RFC: Incoming/outgoing discovery with fewer roundtrips / more bandwidth

Wed Sep 30 07:09:20 CDT 2009

On Tue, Sep 29, 2009 at 9:40 AM, Benoit Boissinot
<benoit.boissinot at ens-lyon.org> wrote:
> On Tue, Sep 29, 2009 at 08:46:38AM +0200, Dirkjan Ochtman wrote:
>> On Tue, Sep 29, 2009 at 08:28, Peter Arrenbrecht
>> <peter.arrenbrecht at gmail.com> wrote:
>> > But I think I have an idea on how to solve all of the glaring problems
>> > I have so far discovered. It revolves around:
>> >
>> >  * Taking samples along graph paths starting at the heads, not just
>> > from the somewhat arbitrary order of revs in a repo.
>> >  * Doing this breadth-first, maybe with higher sample density near the
>> > repo heads, until we have gathered enough samples for this roundtrip.
>> >  * Having, per sample, an upper bound on the lengths of the paths that
>> > go from this path towards tip or the next sample. This limits the
>> > amount of data we have to send for detailed pruning.
>> >  * Using an iterative approach where the two parties exchange samples
>> > until all uncharted regions have been discovered sufficiently. Each
>> > sample may yield hints on how to restrict the range of further samples
>> > to only still uncharted regions. I expect that in most cases the
>> > initial sample will already do the trick.
>>
>> Oh, and I think Benoit had some ideas for using an algorithm to
>> communicate the graph more efficiently, I think he used something
>> called dominators or dominance.
>
> Yep, I've been thinking (with ideas from others: Matt, Bryan, etc.)
> about that since at least the 2005 London sprint :)
>
> Some of the ideas that floated around:
>
> - use a rolling checksum (ala rsync) on the list of nodes
> - use a bloom filter
>
> Other than that, there is at least a very obvious "fix" for the
> protocol:
>
> Currently it is asymetric, that means that even if you have no
> local changes (the local repo is a subset of upstream) you will do a
> bunch of roundtrips to discover the difference with upstream.
> I think a simple solution where we explore both DAGs in parallel, it
> would dramatically improve the common case (very few or no local
> changes, many csets upstream).
>
>
> I played with dominator (basically extending the current algorithm to
> skip branches until they are re-united). For example (history goes from
> left to right):
>
>    3
>   / \
>  1-2-4
>  /     \
> 0-----5-6
>
> would return (6, 5, 4, 0) and if the client knows about 0, it skips the
> branch exploration. You can do that for every 2**n dominator.
> The problem is that it doesn't play that nice with a Linux-type DAG.
>
> I think there is a way to exploit a typical pull-based (Linux-type)
> tree, but I haven't found the right way yet.

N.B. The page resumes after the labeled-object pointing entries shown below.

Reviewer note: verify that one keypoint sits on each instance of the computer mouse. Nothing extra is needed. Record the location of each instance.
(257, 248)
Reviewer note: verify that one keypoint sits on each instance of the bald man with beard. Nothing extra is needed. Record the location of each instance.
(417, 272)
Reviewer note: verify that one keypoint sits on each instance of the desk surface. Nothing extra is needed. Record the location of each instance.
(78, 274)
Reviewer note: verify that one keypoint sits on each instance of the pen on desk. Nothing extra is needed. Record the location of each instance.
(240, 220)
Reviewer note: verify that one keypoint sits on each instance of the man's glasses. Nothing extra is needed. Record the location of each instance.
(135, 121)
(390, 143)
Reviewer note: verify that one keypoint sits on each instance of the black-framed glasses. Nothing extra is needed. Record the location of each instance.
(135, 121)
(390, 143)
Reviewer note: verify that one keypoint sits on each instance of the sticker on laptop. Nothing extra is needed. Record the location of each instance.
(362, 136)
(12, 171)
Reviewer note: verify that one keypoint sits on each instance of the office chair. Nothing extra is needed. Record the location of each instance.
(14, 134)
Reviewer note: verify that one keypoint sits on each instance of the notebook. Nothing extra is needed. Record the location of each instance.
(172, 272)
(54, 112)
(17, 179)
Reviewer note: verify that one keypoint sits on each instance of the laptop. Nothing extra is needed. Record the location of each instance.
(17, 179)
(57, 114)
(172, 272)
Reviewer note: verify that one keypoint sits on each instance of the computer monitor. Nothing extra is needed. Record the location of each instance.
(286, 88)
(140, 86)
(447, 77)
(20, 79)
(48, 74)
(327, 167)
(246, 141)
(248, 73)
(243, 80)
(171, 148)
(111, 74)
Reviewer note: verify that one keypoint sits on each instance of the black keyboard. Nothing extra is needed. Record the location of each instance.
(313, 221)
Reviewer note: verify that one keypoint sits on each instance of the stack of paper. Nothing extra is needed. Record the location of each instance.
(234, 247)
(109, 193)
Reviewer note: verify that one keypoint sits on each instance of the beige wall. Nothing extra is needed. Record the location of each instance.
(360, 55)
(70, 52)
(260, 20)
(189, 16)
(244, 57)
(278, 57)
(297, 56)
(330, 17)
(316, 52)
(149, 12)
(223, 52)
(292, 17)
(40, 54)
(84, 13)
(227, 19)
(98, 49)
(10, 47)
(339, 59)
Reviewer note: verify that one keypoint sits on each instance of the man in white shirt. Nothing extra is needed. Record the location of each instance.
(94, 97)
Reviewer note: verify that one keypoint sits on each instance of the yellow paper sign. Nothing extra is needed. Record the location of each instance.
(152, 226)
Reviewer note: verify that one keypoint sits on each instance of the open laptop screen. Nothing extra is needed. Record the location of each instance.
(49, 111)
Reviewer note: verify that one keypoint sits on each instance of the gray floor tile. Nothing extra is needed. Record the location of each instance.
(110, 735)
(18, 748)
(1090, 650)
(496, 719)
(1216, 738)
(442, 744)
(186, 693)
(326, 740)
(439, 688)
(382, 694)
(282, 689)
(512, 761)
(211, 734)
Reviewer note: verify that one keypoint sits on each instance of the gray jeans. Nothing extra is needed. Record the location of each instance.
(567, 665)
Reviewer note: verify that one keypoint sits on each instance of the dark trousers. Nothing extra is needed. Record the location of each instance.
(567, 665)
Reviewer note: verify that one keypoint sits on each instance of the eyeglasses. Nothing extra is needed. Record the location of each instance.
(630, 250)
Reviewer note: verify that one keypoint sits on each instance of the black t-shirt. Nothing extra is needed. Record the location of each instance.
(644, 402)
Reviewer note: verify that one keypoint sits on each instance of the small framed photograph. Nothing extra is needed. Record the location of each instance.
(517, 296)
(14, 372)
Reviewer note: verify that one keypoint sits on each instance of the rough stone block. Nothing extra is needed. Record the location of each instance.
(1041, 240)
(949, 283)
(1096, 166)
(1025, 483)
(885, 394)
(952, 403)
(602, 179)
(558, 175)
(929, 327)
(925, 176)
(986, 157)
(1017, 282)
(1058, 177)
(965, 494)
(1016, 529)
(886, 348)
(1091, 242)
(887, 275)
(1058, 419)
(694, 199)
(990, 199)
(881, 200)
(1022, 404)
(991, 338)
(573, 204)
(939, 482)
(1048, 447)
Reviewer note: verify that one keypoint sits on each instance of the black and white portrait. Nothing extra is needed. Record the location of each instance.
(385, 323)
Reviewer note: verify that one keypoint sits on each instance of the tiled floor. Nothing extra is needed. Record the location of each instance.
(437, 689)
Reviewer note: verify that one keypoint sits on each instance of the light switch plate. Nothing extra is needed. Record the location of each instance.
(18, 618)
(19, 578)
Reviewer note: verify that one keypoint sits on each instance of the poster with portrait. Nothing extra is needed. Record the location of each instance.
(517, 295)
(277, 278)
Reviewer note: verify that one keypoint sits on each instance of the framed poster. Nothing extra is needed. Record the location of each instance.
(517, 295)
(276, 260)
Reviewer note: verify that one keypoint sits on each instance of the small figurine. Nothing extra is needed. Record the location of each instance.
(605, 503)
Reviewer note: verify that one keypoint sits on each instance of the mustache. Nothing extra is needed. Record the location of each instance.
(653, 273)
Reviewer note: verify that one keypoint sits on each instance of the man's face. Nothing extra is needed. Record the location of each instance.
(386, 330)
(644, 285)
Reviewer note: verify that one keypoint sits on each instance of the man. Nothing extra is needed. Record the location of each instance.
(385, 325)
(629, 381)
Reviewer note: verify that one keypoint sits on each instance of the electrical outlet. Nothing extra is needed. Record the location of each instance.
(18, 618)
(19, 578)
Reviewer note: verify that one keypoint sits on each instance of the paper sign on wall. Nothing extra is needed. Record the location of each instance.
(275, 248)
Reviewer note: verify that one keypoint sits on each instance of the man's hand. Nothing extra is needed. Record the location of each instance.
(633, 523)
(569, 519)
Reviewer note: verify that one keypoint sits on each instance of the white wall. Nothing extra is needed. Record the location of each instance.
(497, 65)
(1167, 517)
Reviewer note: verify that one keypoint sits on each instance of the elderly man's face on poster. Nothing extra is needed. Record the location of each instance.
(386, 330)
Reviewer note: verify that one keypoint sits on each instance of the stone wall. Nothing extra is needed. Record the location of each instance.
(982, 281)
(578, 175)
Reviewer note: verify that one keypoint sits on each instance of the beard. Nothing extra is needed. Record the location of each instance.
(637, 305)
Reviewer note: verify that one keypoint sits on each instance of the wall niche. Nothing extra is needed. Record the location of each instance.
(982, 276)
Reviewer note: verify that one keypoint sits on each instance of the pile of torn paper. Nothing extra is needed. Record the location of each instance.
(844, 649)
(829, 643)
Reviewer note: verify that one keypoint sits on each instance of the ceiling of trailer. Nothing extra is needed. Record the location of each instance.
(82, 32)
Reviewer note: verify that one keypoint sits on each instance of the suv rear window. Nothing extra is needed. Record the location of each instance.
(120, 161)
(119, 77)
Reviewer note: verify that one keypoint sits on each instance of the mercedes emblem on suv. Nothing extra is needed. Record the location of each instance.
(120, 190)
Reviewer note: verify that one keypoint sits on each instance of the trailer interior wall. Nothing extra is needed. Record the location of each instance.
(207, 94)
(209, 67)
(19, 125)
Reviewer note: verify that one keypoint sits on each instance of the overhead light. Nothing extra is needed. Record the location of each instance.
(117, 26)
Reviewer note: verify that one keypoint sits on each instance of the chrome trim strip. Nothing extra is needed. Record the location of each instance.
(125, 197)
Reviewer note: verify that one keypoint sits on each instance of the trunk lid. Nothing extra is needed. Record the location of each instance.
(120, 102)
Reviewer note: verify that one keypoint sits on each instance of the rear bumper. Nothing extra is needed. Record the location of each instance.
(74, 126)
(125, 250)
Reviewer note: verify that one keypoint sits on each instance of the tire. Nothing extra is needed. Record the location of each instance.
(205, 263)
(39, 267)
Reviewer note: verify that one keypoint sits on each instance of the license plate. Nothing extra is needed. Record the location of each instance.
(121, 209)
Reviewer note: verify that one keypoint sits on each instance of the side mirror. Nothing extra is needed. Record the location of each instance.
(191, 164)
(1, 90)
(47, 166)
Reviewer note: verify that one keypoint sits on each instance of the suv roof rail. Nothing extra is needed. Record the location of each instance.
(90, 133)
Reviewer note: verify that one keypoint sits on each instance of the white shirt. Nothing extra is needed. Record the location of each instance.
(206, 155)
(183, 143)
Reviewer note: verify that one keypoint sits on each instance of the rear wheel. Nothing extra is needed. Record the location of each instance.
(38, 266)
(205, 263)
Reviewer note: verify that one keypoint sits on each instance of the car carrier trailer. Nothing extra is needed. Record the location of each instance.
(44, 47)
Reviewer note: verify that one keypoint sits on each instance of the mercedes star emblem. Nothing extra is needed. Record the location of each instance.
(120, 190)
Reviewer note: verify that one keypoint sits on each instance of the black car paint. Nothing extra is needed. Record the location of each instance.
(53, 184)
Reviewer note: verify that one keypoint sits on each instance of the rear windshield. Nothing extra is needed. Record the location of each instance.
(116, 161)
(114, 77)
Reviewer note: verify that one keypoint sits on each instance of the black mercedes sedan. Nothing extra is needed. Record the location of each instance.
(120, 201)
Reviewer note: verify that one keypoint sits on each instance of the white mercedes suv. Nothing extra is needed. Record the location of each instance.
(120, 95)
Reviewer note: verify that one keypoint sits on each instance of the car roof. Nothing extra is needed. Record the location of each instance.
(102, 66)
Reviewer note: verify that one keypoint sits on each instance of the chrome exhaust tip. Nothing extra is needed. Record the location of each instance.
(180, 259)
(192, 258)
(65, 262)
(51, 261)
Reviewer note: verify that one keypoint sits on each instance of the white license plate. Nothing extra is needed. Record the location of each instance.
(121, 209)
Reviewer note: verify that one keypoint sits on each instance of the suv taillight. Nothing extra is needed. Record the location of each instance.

The Linux tree is giving me headaches, too. The Netbeans one is even
worse. They force my repo sampler to take a lot of samples at less
than the skip I'm aiming for (where I define the "skip" to be the max
length of the path from a given node to any descendant, but stopping
at samples nearer the heads of the tree). Meaning the samples are too
dense and don't cover as much of the tree as I want them to.

Some more thinking is in order.

Meanwhile, if anyone wants to take a look, I have attached the code
for the sampling I'm using right now.

My next step will probably be to build a test harness where we can
easily define interesting DAGs, run them through discovery protocols,
and visualize their workings (probably using the glog code).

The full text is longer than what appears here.